- O segundo semestre de 2026 deve seguir mais cauteloso, com cenário macro incerto por guerra, juros elevados por mais tempo e eleições no Brasil.
- A Kapitalo ajustou o cenário, destacando que a economia dos EUA permanece mais forte e pode manter pressões sobre a inflação, elevando a incerteza global.
- A Gávea Investimentos aponta risco para o Brasil caso haja enfraquecimento do fluxo de capitais estrangeiros e valorização do dólar, diante de menos espaço para cortes de juros nos EUA.
- As grandes gestoras estão reestruturando as carteiras para equilibrar boa performance no exterior com o pessimismo nos ativos locais, buscando descontos e gatilhos de valorização mais confiáveis.
- No radar de IA, Kapitalo privilegia empresas de serviços ligados à IA, enquanto o J. P. Morgan foca em infraestrutura de IA; o setor de hardware e eletricidade também é destacado pelos gestores.
No segundo semestre de 2026, grandes gestoras reposicionaram suas carteiras diante de um cenário global mais incerto. Juros elevados, efeitos inflacionários da guerra e eleições no Brasil elevam a cautela no mercado brasileiro, com foco em alocações mais equilibradas entre ativos externos e locais.
Gestoras de peso, como Kapitalo, Gávea Investimentos, Constellation e J.P. Morgan Asset Management, passaram a ajustar estratégias para enfrentar a menor visibilidade macro. O objetivo é explorar a robustez de resultados no exterior, onde ações estão caras, sem deixar de lado o pessimismo presente no mercado interno, onde os gatilhos de recuperação aparecem com mais dificuldade.
A piora do cenário macro global é acompanhada por tensões geopolíticas, especialmente o acordo entre Estados Unidos e Irã que impacta o petróleo. Para Bruno Cordeiro, sócio da Kapitalo, o choque no curto prazo permanece temporário, dificultando a orientação sobre inflação no segundo semestre. A mudança na condução da política monetária nos EUA amplia a incerteza sobre próximos passos do Fed.

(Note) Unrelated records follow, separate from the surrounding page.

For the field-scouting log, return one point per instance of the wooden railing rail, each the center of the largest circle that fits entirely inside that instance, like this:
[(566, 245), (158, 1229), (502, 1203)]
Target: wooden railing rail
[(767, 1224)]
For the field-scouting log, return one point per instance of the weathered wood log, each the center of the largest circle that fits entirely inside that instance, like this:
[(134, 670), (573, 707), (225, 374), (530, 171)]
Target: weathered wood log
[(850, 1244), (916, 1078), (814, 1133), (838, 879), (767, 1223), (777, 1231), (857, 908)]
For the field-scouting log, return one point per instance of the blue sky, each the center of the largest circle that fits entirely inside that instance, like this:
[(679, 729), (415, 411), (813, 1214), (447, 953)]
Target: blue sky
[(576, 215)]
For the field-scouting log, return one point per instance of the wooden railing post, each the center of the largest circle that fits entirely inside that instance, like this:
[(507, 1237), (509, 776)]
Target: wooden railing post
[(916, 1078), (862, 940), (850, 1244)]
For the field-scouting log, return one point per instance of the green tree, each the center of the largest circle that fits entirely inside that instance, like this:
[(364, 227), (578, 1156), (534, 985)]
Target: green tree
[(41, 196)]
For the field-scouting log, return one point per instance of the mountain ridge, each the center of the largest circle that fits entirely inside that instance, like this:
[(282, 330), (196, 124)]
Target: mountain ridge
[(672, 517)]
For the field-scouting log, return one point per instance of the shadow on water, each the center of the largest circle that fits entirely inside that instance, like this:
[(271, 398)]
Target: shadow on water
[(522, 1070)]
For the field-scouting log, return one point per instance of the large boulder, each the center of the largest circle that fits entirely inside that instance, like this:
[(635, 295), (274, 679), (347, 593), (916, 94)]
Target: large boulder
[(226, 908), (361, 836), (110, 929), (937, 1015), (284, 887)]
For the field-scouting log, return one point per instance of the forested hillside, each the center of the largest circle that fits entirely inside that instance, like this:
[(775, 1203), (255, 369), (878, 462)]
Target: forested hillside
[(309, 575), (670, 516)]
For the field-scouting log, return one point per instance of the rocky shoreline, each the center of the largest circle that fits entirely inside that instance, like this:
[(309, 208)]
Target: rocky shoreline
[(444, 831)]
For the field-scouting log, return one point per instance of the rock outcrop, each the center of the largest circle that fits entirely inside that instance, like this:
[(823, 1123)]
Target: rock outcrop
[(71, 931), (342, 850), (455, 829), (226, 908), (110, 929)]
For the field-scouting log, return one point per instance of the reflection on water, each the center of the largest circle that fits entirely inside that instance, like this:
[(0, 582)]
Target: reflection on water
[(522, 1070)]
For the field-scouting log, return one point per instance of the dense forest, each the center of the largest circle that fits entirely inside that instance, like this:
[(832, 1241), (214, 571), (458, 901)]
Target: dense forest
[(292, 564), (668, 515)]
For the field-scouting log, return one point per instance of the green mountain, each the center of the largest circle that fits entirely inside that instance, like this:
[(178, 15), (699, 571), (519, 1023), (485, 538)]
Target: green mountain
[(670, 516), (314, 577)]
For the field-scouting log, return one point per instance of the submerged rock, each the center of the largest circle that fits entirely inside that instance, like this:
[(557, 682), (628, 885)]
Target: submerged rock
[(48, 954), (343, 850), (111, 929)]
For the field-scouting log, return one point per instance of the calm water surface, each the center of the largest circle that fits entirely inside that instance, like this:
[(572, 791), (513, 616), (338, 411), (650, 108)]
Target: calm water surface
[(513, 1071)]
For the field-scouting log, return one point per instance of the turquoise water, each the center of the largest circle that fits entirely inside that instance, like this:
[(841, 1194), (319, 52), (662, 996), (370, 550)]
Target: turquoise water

Perspectivas para o câmbio e economia brasileira
Para Carlos Woelz, sócio da Kapitalo, a desaceleração do mercado de trabalho americano ainda não ocorreu, o que fortalece a economia dos EUA e impacta o cenário global. Bernardo Carvalho, executivo da Gávea Investimentos, aponta risco adicional para o Brasil caso haja fortalecimento do dólar e fluxo estrangeiro mais contido. Com menos espaço para cortes de juros nos EUA, a valorização do real pode frear fluxos de capital para o Brasil.
Alocações e estratégias para o 2º semestre
Agora, as grandes gestoras ajustam posições para lidar com menor clarity no ambiente. A aposta é equilibrar impulsos vindos do exterior, com resultados robustos e ações caras, diante de um cenário doméstico mais fraco, porém com ativos já descontados o suficiente para justificar uma espera mais paciente.
O E-Investidor consultou gestores de Constellation, Kapitalo, Gávea Investimentos e J.P Morgan Asset para entender as apostas no 2º semestre de 2026. As entrevistas devem detalhar cada estratégia ao longo da semana, com diferentes enfoques de alocação.
O viés em ações ligadas à IA
O ritmo da IA passou a ocupar o radar das gestoras. Enquanto a Kapitalo prioriza empresas que prestam serviços a companhias com IA, o J.P. Morgan foca em infraestrutura associada à tecnologia. Marina Valentini, estrategista-chefe da instituição, destaca a valorização de hardware e de eletricidade, impulsionadas pela demanda por chips e memória, com necessidade de ampliação de capacidade de computação.